D'autre part, indique-t-on, le processus de sélection des entreprises qui participeront à ce projet sera basé sur le principe du moins-disant du prix du kWH. Selon ses organisateurs, cette conférence tentera de répondre à plusieurs questions, dont la plus fondamentale: «Comment sortir de la dépendance aux hydrocarbures qui hypothèque sérieusement notre souveraineté et l'avenir du pays?». Il est question aussi d'autres questions pertinentes: faut-il continuer à exporter les hydrocarbures à l'état brut ou doit-on encourager le développement d'une industrie de transformation? Comment concilier les besoins croissants du marché interne avec les engagements de l' Algérie en matière de productions destinées à l'exportation? Et comment doter l'Algérie d'une Industrie nationale de production de biens et de service dans le secteur de l'énergie et comment encourager l'innovation et la formation dans ce domaine? Le FCE prône l'ouverture de ce secteur névralgique au privé algérien. Dans ce cas, il faudra concevoir un cadre juridique et réglementaire pour encourager l'investissement tout en préservant les intérêts suprêmes de l' Algérie. «S'il y a bien un secteur où il serait judicieux de faire valoir la préférence nationale, c'est bien celui de l'énergie»,est-il soutenu. Les énergies renouvelables (hydraulique, solaire, éolienne, géothermique et biomasse) se développent intensément partout dans le monde, portées par la nécessité de lutter contre le réchauffement climatique en réduisant les émissions de gaz à effet de serre. La baisse continue des cours du baril depuis 2014, conjuguée à la baisse drastique des exportations d'hydrocarbures et des recettes fiscales pétrolières et l'augmentation de la consommation interne à laquelle il faudra faire face progressivement, militent pour la transition énergétique. Les énergies renouvelables s'imposent dans ce contexte comme l'alternative la plus sérieuse, la plus propre et commercialement la plus rentable. Pour le FCE, la recherche d'alternatives aux énergies fossiles doit être considérée comme la priorité nationale.

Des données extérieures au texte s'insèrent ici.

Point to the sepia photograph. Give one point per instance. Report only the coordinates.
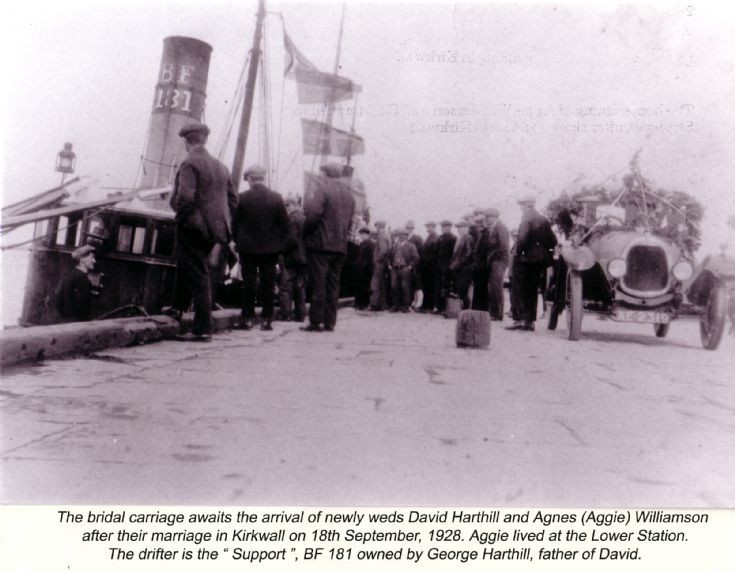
(368, 253)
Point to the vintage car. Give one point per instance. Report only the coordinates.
(636, 264)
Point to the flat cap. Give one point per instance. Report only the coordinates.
(255, 170)
(527, 199)
(332, 169)
(82, 251)
(195, 127)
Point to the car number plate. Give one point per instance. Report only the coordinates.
(641, 316)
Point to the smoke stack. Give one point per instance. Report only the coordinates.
(178, 99)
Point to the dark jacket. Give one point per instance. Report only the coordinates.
(294, 251)
(445, 250)
(204, 197)
(499, 244)
(329, 210)
(403, 255)
(536, 240)
(260, 223)
(462, 257)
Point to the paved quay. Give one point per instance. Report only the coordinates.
(384, 411)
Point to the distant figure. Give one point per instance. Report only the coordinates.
(329, 211)
(498, 257)
(403, 261)
(292, 290)
(380, 265)
(364, 268)
(75, 294)
(444, 251)
(260, 226)
(428, 268)
(461, 264)
(203, 200)
(533, 254)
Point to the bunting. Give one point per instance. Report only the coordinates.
(321, 139)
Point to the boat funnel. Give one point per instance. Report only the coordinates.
(178, 99)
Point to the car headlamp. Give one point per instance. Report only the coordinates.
(617, 267)
(682, 270)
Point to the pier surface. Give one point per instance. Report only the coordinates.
(383, 411)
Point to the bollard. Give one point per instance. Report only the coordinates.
(473, 329)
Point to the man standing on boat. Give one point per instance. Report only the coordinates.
(203, 200)
(329, 211)
(260, 226)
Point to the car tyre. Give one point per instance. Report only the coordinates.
(712, 319)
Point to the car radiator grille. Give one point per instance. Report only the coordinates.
(648, 269)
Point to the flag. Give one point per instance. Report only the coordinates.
(321, 139)
(314, 86)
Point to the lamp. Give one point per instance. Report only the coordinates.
(65, 161)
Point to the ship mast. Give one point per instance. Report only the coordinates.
(247, 107)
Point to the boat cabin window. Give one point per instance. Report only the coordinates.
(162, 243)
(68, 230)
(131, 236)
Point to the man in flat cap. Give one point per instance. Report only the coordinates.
(461, 264)
(363, 268)
(203, 199)
(444, 253)
(75, 294)
(329, 210)
(533, 254)
(428, 268)
(498, 257)
(380, 265)
(260, 225)
(403, 261)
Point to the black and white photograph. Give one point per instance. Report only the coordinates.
(368, 254)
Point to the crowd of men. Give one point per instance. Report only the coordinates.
(398, 271)
(402, 271)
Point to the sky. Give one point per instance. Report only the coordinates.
(462, 105)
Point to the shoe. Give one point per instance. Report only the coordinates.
(245, 325)
(197, 337)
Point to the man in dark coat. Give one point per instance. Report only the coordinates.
(533, 254)
(403, 261)
(75, 294)
(203, 199)
(329, 209)
(364, 269)
(260, 225)
(444, 251)
(461, 264)
(428, 267)
(497, 257)
(380, 265)
(480, 269)
(292, 289)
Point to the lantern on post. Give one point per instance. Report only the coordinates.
(66, 160)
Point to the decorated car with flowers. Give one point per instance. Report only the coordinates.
(628, 255)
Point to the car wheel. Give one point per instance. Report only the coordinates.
(712, 320)
(574, 311)
(661, 329)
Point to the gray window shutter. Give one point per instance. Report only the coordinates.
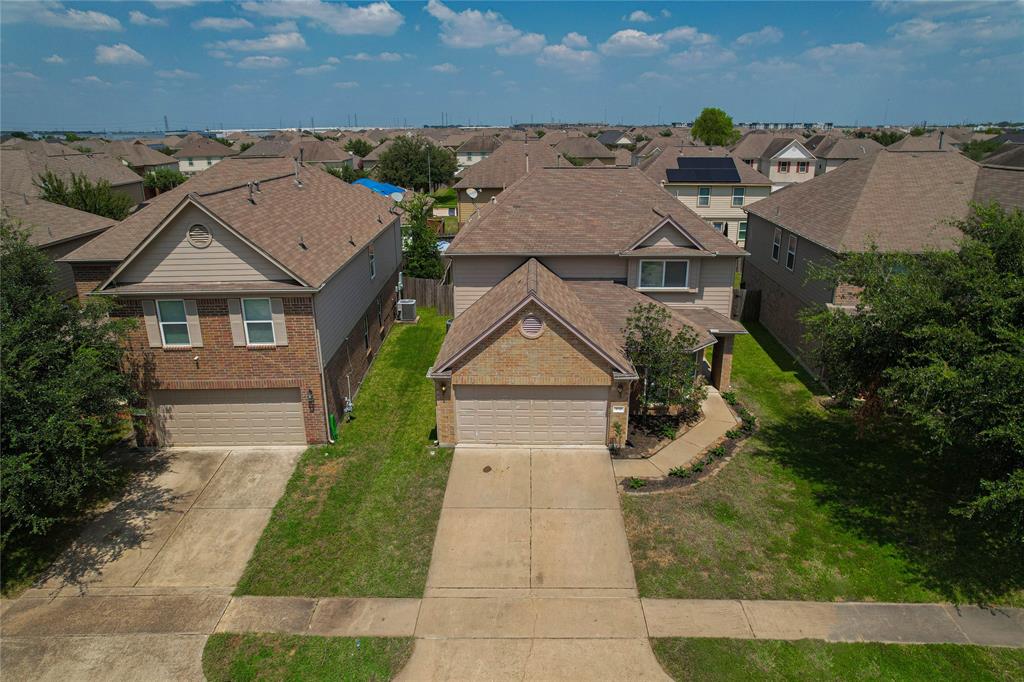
(235, 314)
(280, 331)
(195, 331)
(152, 325)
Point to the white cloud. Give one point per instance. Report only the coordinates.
(312, 71)
(377, 18)
(120, 54)
(55, 14)
(221, 24)
(576, 40)
(139, 18)
(275, 42)
(262, 61)
(768, 35)
(367, 56)
(177, 74)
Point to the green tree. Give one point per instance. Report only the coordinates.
(416, 163)
(84, 196)
(61, 392)
(938, 341)
(422, 257)
(358, 146)
(163, 179)
(714, 126)
(664, 359)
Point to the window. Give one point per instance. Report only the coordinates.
(259, 322)
(664, 273)
(173, 324)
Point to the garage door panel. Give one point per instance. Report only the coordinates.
(260, 417)
(531, 415)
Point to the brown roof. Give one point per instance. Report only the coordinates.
(334, 219)
(899, 201)
(655, 166)
(529, 281)
(507, 164)
(579, 211)
(584, 147)
(50, 223)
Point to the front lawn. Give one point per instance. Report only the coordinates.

Une transition énergétique couplée à la diversification économique doit favoriser l'émergence de nouvelles filières industrielles. Il est ainsi indispensable de revoir les offres de formation au niveau des universités et de créer des centres d'excellence dédiés aux métiers pour répondre aux besoins de ces filières novatrices, peut-on lire sur le document du FCE. Les énergies renouvelables patinent en Algérie. Le 7ème Salon des énergies renouvelables (ERA 2017), s'est tenu à Oran du 23 au 25 octobre dernier au Palais des Conventions à Oran. Le programme des énergies renouvelables, élaboré en 2011, a été érigé en priorité nationale lors d'un Conseil des ministres de mai 2015.